Acho. A capacidade de dizer muito em poucas linhas desafia o poder de síntese
do seu autor, no aspecto formal. Na essência, explorar temas banais e alcançar
sucesso, é tarefa para os vocacionados. Nessa linha Antonio Francisco de Jesus trafega,
neste terceiro livro, despojado da condição de tabaréu da Terra Vermelha, lá
nos cafundós de Itabaiana, e sem mais evocar a sua passagem por um seminário. A
crônica, aliás, é uma modalidade perigosa, porque ou o cara é bom, escreve bem
e a crônica é bonita e atraente, ou não é bom e quebra a cara.
Antonio Francisco de Jesus conseguiu,
assim, em Minha querida Aracaju aflita a
façanha de tirar leite de pedra, na abordagem de situações factuais sem grandes
relevâncias geográficas, políticas e poéticas – v. g., um cachorro morto
enfiado nas areias da praia, policiais que se recusam a abordar menores que
roubam a pasta do filho do cronista, o bar inaugurado cuja música lhe perturba
o sossego noturno, a vingança do vigia noturno ante a sua irmã (do autor) que
não lhe paga um adjutório mensal, a ponto de ter de fechar a casa comercial em
função dos assaltos, entre outras -,
fatos que, transmudados para suas crônicas, alcançam a levitação dos bons
textos, proporcionando o interesse de quem se debruça sobre todos eles, saboreando
um estilo simples, um feijão com arroz tão natural, que a noção de tempo
desaparece e o livro, crônica por crônica, é percorrido num só momento.

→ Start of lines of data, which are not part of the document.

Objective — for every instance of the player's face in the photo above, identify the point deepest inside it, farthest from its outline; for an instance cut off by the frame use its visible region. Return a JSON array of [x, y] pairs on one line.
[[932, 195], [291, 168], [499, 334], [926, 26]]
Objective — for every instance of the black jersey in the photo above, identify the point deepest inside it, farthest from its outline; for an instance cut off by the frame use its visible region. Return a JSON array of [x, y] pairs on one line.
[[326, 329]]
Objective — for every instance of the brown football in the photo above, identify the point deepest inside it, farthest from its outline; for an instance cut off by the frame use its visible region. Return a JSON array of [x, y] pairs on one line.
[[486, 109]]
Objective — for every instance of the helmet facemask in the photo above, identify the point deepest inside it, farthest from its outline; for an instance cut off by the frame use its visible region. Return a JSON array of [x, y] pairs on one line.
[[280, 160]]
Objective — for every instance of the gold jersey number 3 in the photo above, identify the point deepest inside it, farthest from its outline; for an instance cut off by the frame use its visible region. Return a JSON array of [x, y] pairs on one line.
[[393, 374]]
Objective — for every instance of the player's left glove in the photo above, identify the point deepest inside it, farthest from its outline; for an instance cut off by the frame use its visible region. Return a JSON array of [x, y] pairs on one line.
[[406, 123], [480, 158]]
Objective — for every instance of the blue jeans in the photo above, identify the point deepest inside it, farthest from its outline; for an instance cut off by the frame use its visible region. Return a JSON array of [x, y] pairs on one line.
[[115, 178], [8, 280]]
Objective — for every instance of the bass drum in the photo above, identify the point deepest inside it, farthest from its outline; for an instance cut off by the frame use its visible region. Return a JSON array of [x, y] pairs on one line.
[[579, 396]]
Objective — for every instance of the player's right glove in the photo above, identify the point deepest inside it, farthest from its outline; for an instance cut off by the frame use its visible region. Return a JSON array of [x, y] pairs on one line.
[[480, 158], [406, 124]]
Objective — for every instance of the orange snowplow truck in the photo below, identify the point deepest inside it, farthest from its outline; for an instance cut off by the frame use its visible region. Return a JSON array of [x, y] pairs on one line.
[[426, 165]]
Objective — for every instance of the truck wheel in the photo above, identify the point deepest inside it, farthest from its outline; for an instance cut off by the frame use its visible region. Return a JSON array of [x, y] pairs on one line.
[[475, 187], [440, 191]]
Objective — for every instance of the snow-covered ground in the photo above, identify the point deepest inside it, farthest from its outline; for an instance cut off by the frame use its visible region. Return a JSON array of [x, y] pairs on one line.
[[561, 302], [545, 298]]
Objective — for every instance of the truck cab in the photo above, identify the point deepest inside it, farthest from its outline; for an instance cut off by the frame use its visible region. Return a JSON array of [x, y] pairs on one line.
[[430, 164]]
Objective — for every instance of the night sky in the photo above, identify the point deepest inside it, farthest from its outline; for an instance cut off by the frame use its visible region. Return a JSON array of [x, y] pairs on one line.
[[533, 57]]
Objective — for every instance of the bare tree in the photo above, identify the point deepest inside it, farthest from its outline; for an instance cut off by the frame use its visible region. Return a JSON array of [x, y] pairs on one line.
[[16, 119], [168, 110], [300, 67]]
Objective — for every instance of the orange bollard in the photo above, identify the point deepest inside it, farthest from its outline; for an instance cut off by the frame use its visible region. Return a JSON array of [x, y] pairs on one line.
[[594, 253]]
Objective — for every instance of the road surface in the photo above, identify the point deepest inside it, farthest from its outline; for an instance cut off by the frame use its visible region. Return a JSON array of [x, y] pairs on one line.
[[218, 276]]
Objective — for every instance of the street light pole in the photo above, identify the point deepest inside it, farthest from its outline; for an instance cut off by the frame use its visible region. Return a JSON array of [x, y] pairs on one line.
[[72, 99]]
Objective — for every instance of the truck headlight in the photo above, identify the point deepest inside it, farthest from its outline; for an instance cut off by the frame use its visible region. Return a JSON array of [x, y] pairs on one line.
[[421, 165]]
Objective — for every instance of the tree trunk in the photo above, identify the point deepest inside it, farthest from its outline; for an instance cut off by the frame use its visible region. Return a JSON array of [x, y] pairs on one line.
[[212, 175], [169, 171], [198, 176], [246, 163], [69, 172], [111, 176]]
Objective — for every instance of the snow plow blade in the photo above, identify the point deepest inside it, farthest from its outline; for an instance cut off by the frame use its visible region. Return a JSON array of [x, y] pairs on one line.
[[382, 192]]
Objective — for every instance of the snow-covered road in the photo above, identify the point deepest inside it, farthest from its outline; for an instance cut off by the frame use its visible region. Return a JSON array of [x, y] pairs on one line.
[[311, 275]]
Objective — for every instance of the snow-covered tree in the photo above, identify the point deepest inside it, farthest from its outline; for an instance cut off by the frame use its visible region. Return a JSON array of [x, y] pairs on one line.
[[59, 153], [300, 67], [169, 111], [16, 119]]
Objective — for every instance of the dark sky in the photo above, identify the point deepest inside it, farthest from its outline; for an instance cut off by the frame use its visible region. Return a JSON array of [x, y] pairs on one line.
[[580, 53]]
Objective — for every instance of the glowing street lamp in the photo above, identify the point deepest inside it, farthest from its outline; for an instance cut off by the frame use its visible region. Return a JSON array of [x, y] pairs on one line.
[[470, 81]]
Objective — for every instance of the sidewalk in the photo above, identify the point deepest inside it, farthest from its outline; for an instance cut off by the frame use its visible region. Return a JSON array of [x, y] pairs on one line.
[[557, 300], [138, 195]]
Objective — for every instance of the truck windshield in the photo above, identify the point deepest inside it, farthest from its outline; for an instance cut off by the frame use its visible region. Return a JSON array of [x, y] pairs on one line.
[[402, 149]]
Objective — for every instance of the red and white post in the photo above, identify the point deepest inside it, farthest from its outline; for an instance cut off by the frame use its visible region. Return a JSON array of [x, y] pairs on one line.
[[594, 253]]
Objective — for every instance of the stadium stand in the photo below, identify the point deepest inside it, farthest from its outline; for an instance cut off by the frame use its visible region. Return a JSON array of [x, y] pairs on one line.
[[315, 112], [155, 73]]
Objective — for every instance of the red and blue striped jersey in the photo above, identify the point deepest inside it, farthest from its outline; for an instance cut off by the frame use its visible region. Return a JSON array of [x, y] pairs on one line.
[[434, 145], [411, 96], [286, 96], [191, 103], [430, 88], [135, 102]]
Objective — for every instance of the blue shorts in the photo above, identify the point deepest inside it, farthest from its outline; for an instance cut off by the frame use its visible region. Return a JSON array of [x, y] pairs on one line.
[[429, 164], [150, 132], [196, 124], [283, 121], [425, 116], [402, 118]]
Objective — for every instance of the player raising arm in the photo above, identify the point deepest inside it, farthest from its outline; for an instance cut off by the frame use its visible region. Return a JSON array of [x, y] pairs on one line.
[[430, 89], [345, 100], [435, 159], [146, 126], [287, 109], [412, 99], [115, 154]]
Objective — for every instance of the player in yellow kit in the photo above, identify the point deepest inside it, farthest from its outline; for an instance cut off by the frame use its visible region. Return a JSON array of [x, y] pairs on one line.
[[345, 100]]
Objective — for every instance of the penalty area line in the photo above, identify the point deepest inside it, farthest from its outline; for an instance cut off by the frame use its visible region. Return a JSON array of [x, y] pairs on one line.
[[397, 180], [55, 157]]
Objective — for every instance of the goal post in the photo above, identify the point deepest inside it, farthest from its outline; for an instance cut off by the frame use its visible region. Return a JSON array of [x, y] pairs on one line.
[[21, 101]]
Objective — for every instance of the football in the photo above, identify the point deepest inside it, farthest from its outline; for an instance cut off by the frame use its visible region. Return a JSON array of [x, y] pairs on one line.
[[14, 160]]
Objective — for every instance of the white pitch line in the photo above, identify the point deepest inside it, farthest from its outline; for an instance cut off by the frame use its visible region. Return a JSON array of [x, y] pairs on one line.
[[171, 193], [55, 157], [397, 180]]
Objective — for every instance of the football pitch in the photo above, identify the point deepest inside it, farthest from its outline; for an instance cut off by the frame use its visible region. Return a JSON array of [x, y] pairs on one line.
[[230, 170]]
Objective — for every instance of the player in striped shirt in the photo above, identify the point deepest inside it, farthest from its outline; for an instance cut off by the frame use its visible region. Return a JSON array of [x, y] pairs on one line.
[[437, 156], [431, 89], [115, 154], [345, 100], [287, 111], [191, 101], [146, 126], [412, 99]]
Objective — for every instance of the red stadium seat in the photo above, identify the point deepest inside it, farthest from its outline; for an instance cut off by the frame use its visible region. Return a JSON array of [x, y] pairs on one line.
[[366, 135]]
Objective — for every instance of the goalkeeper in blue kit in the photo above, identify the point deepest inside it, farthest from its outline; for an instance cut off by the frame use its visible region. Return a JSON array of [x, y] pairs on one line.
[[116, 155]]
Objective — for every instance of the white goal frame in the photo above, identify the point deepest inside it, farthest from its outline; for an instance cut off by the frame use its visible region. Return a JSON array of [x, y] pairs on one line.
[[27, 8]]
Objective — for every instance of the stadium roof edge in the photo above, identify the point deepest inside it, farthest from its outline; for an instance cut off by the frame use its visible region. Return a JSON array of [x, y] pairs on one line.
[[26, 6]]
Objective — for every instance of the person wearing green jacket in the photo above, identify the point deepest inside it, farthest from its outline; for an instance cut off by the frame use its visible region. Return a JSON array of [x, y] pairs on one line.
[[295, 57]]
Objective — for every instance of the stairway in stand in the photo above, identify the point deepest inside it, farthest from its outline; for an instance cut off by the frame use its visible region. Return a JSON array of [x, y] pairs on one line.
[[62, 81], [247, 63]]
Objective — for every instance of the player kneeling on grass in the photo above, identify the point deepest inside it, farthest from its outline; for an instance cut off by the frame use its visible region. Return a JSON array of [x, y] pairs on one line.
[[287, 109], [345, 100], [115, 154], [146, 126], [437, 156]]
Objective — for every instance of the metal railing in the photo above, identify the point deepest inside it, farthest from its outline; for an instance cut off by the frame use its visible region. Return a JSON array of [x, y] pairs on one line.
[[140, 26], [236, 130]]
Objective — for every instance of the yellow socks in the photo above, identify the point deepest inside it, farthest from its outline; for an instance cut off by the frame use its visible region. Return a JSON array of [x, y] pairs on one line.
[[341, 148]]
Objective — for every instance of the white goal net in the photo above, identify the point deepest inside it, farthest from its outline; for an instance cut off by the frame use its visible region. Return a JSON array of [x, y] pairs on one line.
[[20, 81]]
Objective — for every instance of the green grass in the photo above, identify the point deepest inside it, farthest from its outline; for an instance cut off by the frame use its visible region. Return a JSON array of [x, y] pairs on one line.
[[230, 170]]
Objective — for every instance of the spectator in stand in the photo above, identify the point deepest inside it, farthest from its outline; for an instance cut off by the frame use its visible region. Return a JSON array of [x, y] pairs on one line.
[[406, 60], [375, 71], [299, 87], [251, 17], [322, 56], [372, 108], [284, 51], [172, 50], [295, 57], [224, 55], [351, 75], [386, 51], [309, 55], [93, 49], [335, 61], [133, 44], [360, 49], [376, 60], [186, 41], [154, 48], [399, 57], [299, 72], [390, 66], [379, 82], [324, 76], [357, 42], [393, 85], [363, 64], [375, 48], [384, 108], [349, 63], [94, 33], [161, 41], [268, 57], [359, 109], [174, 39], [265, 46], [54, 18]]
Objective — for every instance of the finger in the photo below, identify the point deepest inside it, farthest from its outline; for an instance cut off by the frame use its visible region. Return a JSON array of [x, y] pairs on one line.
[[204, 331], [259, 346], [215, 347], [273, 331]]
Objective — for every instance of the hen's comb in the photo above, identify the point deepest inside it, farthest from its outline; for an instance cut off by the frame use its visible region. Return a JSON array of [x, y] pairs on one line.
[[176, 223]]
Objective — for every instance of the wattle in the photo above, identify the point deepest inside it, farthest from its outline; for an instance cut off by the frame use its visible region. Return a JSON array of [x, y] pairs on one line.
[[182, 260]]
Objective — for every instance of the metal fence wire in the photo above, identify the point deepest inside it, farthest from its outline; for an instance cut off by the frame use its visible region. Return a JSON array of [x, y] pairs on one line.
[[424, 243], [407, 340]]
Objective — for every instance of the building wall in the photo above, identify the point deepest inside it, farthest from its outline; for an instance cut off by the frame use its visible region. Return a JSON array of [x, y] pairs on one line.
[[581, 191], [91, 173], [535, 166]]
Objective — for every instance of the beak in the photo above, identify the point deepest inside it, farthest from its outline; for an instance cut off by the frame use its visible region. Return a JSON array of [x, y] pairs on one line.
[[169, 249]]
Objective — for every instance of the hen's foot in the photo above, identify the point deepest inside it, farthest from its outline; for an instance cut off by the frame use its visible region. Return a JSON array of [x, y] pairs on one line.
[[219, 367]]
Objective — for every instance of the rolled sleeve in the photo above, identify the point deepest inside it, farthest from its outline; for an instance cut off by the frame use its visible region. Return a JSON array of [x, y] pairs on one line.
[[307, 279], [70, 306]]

Diria
até, invocando a boa e secular culinária de Itabaiana, que a leitura do livro
se revela tão suave que parece uma faca afiada, dessas de cortar carne de boi, adentrando
em doce de batata.
Depois, há em cada final o espanto
ingênuo, às vezes, inocente, outras, a resignação com o desgoverno da cidade em que mora, a
ponto de o leitor, revoltado, chegar ao ponto de acreditar que a urbe não está aflita, mas desprotegida, e aflito se
encontra o seu morador, sem saber a quem recorrer quando sente o calo doer no
pé diante do calçado novo, em decorrência da omissão de quem deveria agir em
sua defesa.
Minha
querida Aracaju aflita se apresenta como um dos bons livros de crônicas da
bibliografia sergipana, na mesma linha de um Garcia Moreno, Alberto Carvalho,
Carmelita Pinto Fontes, Petronio Gomes, carregado, contudo, de características
específicas na exploração de fatos banais e de textos curtos, nos quais o seu
autor, sem a elegância refinada dos paradigmas invocados, escreve, como se
estivesse expondo algo que participou ou foi testemunha, com a tinta da simplicidade,
sem preocupação de construções rebuscadas e de exibição de cultura, bem longe
de expelir qualquer espécie de poesia, mas, com a façanha de prender o leitor
do início ao final nos casos vividos, deixando fincada na inocência do final de
cada crônica a robusta marca da sua ironia, e, aliás, da ironia de itabaianense
que escolheu Aracaju para sua morada.
Nada disso, contudo, me espanta.
Antonio Francisco de Jesus já deveria ter estourado no campo livresco a mais
tempo. Experiência e talento sempre lhe sobraram, de forma que é bem positivo
possa transmudar toda essa gana (o termo é colhido em Machado de Assis) de
escrever para o livro o seu depoimento sobre fatos ocorridos na urbe
aracajuana, que, não fosse seu registro, passariam completamente em branco.